The FRC has been operated by the Federal Emergency Management Agency since the agency came into being in 1979. Before that, it was operated by the Office of Civil Defense and Emergency Planning, one of FEMA’s predecessor agencies.
Plans were made in the late 1950s to ensure the survival of the U.S. government in the event of a nuclear war between the United States and the Soviet Union. Part of those plans called for construction of fallout shelters for federal officials around the country.

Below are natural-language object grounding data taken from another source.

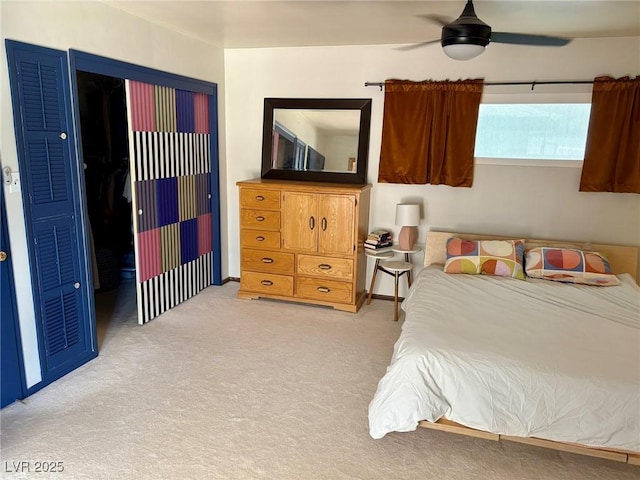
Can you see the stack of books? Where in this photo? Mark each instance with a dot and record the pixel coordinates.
(379, 240)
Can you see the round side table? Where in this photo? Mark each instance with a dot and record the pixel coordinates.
(379, 256)
(407, 257)
(397, 268)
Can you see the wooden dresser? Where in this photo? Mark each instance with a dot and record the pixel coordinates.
(304, 242)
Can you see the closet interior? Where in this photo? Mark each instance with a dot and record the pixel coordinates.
(105, 148)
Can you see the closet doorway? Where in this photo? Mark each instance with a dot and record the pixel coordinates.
(162, 129)
(104, 136)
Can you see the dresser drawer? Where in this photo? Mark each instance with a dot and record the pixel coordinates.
(266, 261)
(325, 267)
(323, 289)
(267, 283)
(255, 198)
(259, 239)
(263, 219)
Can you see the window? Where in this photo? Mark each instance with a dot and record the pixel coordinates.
(539, 131)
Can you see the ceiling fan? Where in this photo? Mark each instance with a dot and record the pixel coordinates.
(467, 36)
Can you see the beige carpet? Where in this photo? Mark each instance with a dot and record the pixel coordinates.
(221, 388)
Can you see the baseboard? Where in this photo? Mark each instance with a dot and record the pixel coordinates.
(375, 296)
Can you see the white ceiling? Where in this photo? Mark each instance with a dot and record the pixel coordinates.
(273, 23)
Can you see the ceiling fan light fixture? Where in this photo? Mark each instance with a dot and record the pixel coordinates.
(463, 51)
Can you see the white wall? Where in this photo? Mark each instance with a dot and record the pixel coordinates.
(102, 30)
(537, 201)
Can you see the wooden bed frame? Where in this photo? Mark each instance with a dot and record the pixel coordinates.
(622, 259)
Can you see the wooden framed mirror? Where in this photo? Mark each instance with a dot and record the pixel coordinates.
(316, 139)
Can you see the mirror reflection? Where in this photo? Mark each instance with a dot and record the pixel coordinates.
(315, 140)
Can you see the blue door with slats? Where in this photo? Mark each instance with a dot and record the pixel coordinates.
(40, 93)
(11, 370)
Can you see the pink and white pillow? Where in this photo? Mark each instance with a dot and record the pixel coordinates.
(569, 265)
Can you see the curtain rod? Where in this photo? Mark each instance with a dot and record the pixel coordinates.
(533, 83)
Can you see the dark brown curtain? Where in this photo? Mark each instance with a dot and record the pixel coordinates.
(612, 155)
(429, 132)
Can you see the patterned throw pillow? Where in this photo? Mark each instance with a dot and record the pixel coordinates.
(502, 258)
(569, 265)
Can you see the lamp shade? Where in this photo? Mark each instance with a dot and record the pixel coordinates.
(408, 214)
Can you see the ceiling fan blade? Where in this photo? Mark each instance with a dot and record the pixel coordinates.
(441, 20)
(526, 39)
(417, 45)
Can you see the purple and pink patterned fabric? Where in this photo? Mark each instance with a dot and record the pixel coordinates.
(171, 176)
(501, 258)
(569, 265)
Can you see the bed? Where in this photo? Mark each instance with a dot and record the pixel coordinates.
(544, 362)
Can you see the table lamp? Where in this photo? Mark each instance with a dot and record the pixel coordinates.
(407, 216)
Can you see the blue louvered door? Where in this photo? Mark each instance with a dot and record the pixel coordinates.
(50, 184)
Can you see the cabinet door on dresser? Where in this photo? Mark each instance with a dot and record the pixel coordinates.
(300, 221)
(337, 214)
(319, 223)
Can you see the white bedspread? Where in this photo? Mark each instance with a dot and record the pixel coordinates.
(524, 358)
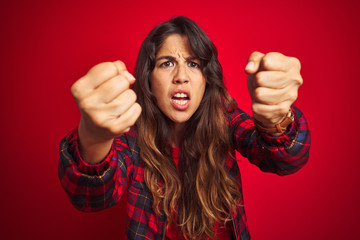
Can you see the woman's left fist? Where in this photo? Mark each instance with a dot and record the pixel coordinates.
(273, 82)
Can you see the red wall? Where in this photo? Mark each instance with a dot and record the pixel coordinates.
(46, 45)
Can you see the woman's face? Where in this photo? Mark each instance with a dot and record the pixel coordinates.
(177, 81)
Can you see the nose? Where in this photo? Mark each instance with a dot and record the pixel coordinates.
(181, 76)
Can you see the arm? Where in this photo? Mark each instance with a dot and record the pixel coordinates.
(284, 154)
(273, 82)
(94, 163)
(94, 187)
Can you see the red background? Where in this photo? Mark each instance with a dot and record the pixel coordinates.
(46, 45)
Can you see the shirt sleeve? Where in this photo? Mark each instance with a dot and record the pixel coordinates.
(283, 155)
(93, 187)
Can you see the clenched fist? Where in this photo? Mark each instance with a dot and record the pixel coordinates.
(273, 83)
(107, 106)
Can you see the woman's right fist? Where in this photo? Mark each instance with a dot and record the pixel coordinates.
(107, 104)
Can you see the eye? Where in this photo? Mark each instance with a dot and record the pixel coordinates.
(193, 65)
(167, 64)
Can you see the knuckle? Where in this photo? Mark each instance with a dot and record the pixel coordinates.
(296, 62)
(106, 67)
(293, 95)
(85, 105)
(131, 95)
(74, 89)
(258, 93)
(120, 64)
(266, 60)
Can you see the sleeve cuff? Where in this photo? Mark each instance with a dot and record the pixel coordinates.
(284, 138)
(83, 166)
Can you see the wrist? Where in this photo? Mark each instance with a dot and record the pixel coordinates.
(276, 129)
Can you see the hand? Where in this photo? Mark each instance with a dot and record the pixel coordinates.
(107, 105)
(273, 83)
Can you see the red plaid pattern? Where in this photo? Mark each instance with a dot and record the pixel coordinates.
(95, 187)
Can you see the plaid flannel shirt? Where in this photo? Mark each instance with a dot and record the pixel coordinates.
(95, 187)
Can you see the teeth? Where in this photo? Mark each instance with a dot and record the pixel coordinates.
(180, 95)
(181, 102)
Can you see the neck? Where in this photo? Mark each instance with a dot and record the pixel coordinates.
(177, 134)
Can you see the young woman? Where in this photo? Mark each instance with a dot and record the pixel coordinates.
(170, 142)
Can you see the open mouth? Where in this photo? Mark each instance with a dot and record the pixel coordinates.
(180, 98)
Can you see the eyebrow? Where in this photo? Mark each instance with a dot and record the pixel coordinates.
(171, 58)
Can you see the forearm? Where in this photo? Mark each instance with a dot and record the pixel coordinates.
(283, 154)
(92, 150)
(89, 187)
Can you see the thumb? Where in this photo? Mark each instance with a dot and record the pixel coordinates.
(253, 63)
(121, 68)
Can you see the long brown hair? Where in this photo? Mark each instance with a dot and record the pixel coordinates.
(204, 192)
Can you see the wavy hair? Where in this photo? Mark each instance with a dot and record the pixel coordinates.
(204, 192)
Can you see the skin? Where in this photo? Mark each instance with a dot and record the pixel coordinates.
(177, 70)
(108, 106)
(273, 83)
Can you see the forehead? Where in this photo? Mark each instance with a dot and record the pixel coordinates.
(174, 45)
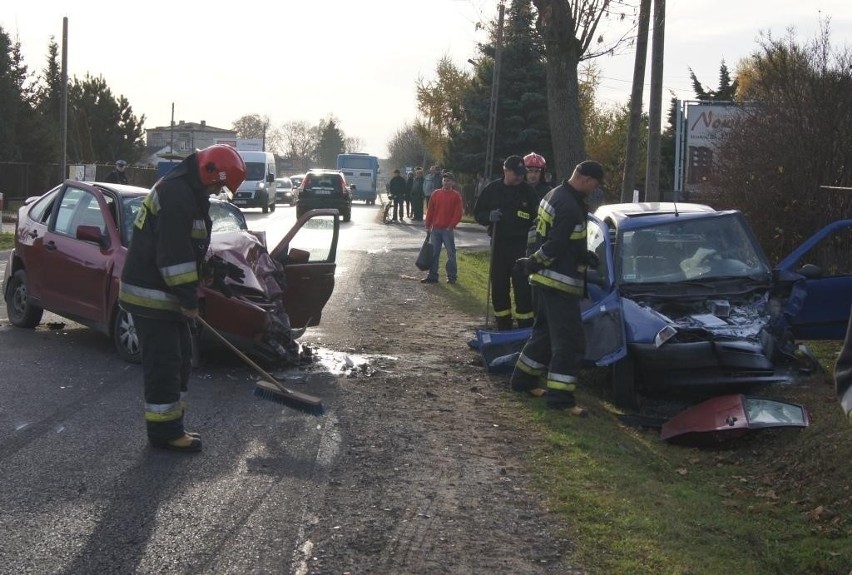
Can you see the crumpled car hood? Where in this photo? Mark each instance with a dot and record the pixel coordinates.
(248, 253)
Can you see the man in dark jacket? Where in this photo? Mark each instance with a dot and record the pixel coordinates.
(396, 191)
(118, 176)
(556, 271)
(417, 195)
(507, 207)
(160, 279)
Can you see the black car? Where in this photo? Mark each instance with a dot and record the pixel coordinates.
(285, 192)
(324, 189)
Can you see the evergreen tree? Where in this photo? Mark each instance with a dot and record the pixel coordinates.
(522, 122)
(330, 143)
(14, 97)
(101, 128)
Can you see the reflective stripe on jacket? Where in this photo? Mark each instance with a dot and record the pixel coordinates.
(560, 234)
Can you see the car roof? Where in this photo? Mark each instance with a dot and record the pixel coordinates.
(644, 214)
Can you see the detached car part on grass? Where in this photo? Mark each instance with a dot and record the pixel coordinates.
(70, 247)
(684, 297)
(729, 417)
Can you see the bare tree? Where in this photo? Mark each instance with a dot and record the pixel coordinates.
(440, 102)
(299, 140)
(569, 29)
(251, 126)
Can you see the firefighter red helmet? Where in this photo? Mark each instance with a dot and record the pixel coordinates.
(221, 164)
(533, 160)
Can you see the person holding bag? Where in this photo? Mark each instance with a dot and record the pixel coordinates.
(444, 214)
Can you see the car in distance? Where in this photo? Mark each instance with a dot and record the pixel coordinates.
(684, 297)
(284, 191)
(258, 189)
(71, 244)
(324, 189)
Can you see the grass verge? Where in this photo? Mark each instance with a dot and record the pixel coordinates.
(773, 501)
(7, 241)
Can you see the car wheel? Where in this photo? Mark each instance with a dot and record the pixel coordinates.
(125, 338)
(21, 311)
(624, 388)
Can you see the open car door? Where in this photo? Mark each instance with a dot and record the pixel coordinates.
(603, 318)
(308, 253)
(819, 276)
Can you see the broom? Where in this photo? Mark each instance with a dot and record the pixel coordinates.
(271, 389)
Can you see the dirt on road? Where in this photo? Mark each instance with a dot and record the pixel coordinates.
(429, 478)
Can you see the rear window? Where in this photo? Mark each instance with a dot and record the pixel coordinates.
(323, 182)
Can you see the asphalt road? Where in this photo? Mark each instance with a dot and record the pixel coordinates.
(81, 491)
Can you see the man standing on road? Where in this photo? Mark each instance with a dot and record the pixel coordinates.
(445, 212)
(431, 182)
(507, 207)
(417, 195)
(535, 165)
(161, 275)
(396, 191)
(118, 176)
(557, 273)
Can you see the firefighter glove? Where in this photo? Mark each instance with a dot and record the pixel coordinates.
(591, 260)
(528, 265)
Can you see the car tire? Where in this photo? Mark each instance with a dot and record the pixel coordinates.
(21, 311)
(624, 387)
(125, 338)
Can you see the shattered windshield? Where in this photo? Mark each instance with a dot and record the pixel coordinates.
(690, 249)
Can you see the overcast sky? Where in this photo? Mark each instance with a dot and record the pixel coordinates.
(357, 60)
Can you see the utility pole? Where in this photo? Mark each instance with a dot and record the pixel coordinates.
(63, 106)
(629, 180)
(495, 89)
(652, 175)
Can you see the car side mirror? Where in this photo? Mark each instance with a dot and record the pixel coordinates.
(91, 234)
(594, 277)
(810, 271)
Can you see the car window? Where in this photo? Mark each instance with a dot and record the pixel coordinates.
(78, 208)
(255, 171)
(705, 248)
(41, 209)
(132, 205)
(226, 217)
(324, 182)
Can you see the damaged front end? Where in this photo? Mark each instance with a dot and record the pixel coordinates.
(710, 341)
(244, 297)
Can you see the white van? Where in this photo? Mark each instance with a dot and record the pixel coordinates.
(258, 189)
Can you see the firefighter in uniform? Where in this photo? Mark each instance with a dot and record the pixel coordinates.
(507, 206)
(535, 165)
(160, 278)
(556, 271)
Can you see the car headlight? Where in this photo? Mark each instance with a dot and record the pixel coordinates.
(664, 335)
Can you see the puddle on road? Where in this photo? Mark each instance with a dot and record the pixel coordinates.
(339, 363)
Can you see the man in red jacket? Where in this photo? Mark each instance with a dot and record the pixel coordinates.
(444, 214)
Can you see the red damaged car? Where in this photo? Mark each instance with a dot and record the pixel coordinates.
(70, 247)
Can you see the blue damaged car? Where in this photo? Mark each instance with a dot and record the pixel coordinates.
(684, 296)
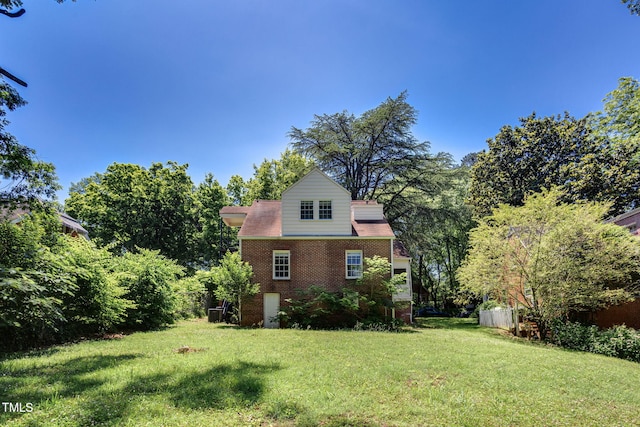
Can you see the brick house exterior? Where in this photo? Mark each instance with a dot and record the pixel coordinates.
(315, 235)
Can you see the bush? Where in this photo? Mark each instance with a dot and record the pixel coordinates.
(620, 341)
(97, 303)
(33, 282)
(190, 297)
(148, 276)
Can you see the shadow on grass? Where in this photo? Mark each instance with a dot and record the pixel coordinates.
(446, 323)
(44, 382)
(237, 385)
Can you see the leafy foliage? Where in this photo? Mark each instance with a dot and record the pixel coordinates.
(594, 158)
(209, 198)
(97, 302)
(363, 153)
(633, 6)
(620, 341)
(22, 177)
(53, 287)
(147, 277)
(551, 257)
(129, 206)
(233, 281)
(190, 295)
(269, 179)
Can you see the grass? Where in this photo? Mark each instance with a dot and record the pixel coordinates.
(444, 372)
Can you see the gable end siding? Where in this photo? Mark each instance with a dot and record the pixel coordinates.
(316, 187)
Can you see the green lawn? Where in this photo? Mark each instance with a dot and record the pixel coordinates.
(446, 372)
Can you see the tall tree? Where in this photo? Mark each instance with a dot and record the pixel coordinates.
(130, 206)
(22, 176)
(210, 197)
(272, 177)
(547, 151)
(364, 153)
(551, 257)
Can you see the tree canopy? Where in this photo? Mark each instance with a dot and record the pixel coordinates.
(633, 6)
(22, 176)
(554, 258)
(554, 151)
(131, 206)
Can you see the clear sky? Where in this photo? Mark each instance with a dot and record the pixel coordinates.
(218, 84)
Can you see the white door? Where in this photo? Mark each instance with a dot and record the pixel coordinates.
(271, 308)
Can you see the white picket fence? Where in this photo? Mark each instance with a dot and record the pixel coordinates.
(497, 318)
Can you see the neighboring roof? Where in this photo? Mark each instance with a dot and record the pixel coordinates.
(13, 215)
(235, 210)
(264, 219)
(16, 215)
(399, 251)
(234, 216)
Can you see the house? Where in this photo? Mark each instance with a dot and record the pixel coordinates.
(70, 225)
(315, 235)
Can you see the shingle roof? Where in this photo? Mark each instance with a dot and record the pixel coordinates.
(264, 219)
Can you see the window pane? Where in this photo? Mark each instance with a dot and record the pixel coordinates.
(354, 264)
(324, 209)
(306, 209)
(281, 265)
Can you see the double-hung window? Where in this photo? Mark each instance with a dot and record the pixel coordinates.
(324, 209)
(353, 264)
(306, 209)
(281, 265)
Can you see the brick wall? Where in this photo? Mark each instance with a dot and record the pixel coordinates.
(312, 262)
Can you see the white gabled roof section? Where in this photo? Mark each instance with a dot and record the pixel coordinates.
(315, 171)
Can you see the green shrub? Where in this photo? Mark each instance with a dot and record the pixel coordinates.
(190, 297)
(34, 280)
(97, 303)
(620, 341)
(148, 276)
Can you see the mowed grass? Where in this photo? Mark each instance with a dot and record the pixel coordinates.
(446, 372)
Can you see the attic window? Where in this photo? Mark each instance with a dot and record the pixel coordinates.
(281, 265)
(324, 209)
(353, 264)
(306, 209)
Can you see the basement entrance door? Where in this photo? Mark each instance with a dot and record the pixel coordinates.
(271, 308)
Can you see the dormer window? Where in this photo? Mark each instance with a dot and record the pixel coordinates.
(306, 209)
(324, 209)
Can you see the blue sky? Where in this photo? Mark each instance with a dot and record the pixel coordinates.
(218, 84)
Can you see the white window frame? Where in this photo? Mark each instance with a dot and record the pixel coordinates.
(348, 253)
(324, 210)
(306, 210)
(281, 254)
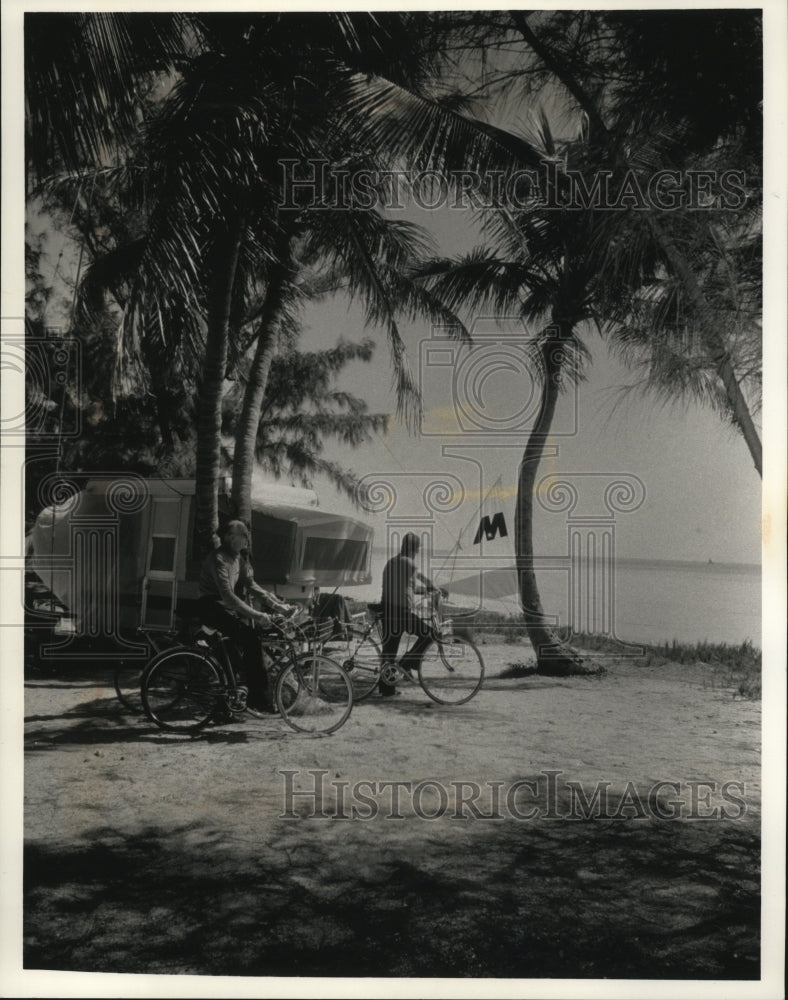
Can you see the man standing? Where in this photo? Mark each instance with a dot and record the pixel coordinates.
(402, 581)
(221, 608)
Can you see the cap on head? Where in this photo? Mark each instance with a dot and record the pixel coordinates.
(410, 544)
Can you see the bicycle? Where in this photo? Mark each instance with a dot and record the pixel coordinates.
(127, 677)
(185, 687)
(451, 670)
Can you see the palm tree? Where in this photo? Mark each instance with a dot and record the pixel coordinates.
(301, 409)
(649, 99)
(535, 265)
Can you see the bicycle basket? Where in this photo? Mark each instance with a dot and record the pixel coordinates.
(316, 632)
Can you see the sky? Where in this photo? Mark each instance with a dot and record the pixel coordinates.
(702, 492)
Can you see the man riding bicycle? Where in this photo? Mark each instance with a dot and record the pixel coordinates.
(220, 607)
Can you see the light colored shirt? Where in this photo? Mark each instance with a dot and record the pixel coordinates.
(399, 581)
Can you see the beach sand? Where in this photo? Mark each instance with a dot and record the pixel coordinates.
(148, 852)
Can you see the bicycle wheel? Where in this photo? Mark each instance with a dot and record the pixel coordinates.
(127, 680)
(452, 671)
(181, 689)
(314, 694)
(362, 659)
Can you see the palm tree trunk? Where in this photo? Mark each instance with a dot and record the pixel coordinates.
(209, 421)
(249, 423)
(721, 356)
(552, 656)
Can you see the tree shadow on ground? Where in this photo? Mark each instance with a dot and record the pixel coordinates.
(590, 899)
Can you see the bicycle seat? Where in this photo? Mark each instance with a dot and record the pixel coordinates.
(207, 636)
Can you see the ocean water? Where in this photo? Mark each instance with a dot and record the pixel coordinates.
(653, 601)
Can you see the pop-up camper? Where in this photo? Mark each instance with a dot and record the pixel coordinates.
(122, 551)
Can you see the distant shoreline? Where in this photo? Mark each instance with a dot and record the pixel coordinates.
(672, 563)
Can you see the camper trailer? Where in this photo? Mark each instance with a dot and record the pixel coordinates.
(122, 551)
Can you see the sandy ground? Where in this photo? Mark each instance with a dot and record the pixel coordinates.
(153, 853)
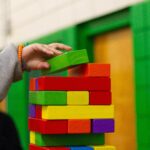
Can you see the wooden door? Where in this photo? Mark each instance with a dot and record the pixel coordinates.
(116, 48)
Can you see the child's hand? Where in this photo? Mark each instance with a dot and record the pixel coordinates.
(35, 55)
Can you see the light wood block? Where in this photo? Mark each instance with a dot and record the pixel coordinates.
(77, 98)
(77, 112)
(32, 137)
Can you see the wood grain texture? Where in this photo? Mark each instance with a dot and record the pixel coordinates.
(115, 48)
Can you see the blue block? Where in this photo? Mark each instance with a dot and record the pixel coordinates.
(81, 148)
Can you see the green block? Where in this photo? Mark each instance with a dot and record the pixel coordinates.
(140, 73)
(67, 59)
(147, 13)
(69, 139)
(140, 49)
(142, 101)
(148, 42)
(148, 71)
(17, 108)
(48, 97)
(143, 130)
(138, 16)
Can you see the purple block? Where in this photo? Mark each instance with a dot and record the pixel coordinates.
(36, 84)
(32, 111)
(102, 125)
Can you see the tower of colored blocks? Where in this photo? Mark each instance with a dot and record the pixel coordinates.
(74, 112)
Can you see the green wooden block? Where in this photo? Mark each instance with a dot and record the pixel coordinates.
(148, 71)
(138, 16)
(147, 13)
(69, 139)
(148, 42)
(67, 59)
(139, 41)
(140, 73)
(142, 101)
(17, 108)
(143, 131)
(48, 97)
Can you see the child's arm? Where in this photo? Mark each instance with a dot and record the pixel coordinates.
(34, 56)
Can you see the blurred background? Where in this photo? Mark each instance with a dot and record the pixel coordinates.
(113, 31)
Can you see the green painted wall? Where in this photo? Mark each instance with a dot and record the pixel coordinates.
(81, 36)
(140, 24)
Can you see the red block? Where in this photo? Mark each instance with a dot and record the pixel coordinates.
(32, 84)
(79, 126)
(100, 98)
(34, 147)
(91, 70)
(48, 126)
(74, 83)
(38, 111)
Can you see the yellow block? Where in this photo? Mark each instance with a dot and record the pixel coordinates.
(77, 97)
(77, 112)
(32, 137)
(104, 148)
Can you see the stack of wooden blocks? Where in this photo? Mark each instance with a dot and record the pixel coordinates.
(74, 112)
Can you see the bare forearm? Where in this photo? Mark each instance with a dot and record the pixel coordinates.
(10, 69)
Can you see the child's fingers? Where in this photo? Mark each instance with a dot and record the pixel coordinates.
(43, 49)
(60, 46)
(56, 52)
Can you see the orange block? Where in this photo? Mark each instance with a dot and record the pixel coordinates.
(32, 85)
(79, 126)
(91, 69)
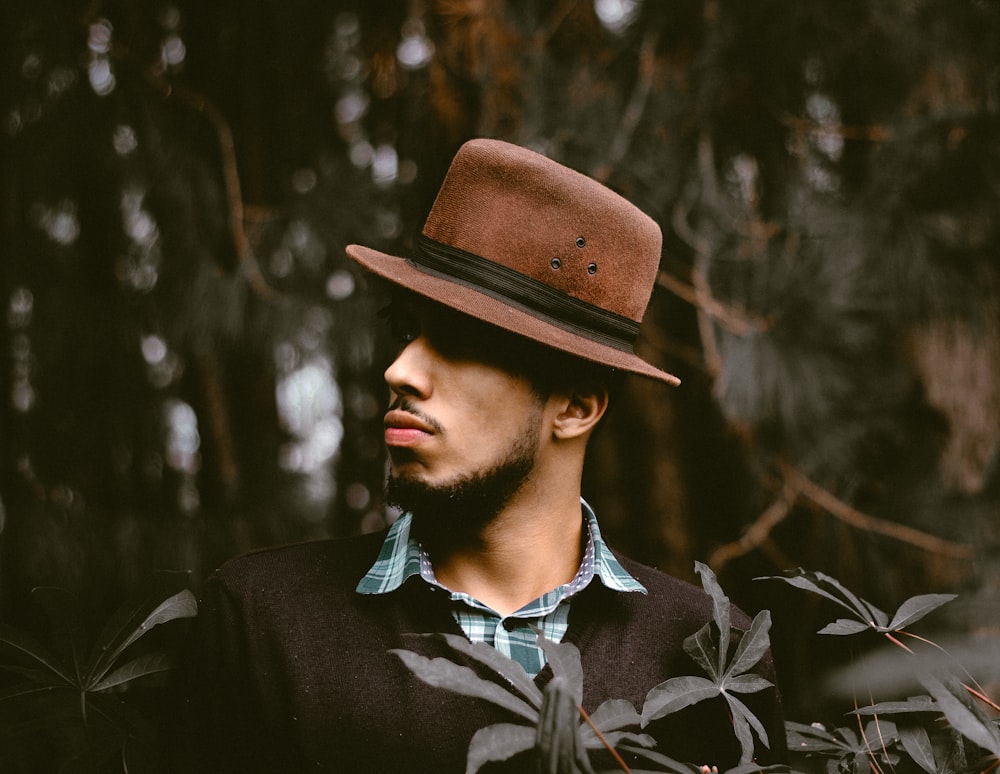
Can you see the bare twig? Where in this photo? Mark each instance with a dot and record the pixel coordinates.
(796, 486)
(757, 533)
(610, 747)
(841, 510)
(230, 174)
(866, 133)
(732, 318)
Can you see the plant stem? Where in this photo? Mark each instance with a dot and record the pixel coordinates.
(605, 742)
(901, 644)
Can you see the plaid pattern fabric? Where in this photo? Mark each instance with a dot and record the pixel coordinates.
(514, 636)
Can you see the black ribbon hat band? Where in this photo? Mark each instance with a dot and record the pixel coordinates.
(536, 298)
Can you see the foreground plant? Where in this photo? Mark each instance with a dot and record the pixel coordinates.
(68, 702)
(946, 731)
(558, 731)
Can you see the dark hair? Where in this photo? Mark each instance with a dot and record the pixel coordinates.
(458, 335)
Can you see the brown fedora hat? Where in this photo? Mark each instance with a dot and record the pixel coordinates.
(524, 243)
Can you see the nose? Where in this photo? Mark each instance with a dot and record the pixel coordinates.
(409, 375)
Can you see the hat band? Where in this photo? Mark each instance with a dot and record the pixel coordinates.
(536, 298)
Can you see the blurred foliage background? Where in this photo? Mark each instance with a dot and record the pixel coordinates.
(191, 368)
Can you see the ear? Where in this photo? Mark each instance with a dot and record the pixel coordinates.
(579, 413)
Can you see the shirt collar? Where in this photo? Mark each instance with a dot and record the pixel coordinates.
(401, 556)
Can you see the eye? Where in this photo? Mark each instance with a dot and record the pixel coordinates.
(404, 326)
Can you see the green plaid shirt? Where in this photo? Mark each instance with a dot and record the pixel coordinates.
(402, 557)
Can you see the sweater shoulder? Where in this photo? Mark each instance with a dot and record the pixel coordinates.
(680, 596)
(334, 563)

The first of five such centers was constructed in Denton, Texas. The FRC was designed to be self-sufficient for 30 days, and was equipped with a water well, kitchen, food for 300-500 people for 30 days, a dining room, decontamination room, infirmary, diesel generators and a 30 day supply of diesel for the generators
Besides staff with the Civil Defense and Emergency Planning Office, representatives from other government agencies in the Dallas-Fort Worth area worked in the facility in the early days. These agencies included the Federal Communications Commission, the Commerce Department, Department of the Interior and the Treasury Department.
A group of visionary Denton business and community leaders, including Bill Utter, Roy Appleton and Riley Cross, organized a drive to buy the land for the facility and donated it to the federal government. They foresaw the economic benefits of having the center in Denton.
Senate Majority Leader Lyndon B. Johnson supported the project in the early days, and continued to support it when he became vice president. President John F. Kennedy made the final decision to build the facility in Denton.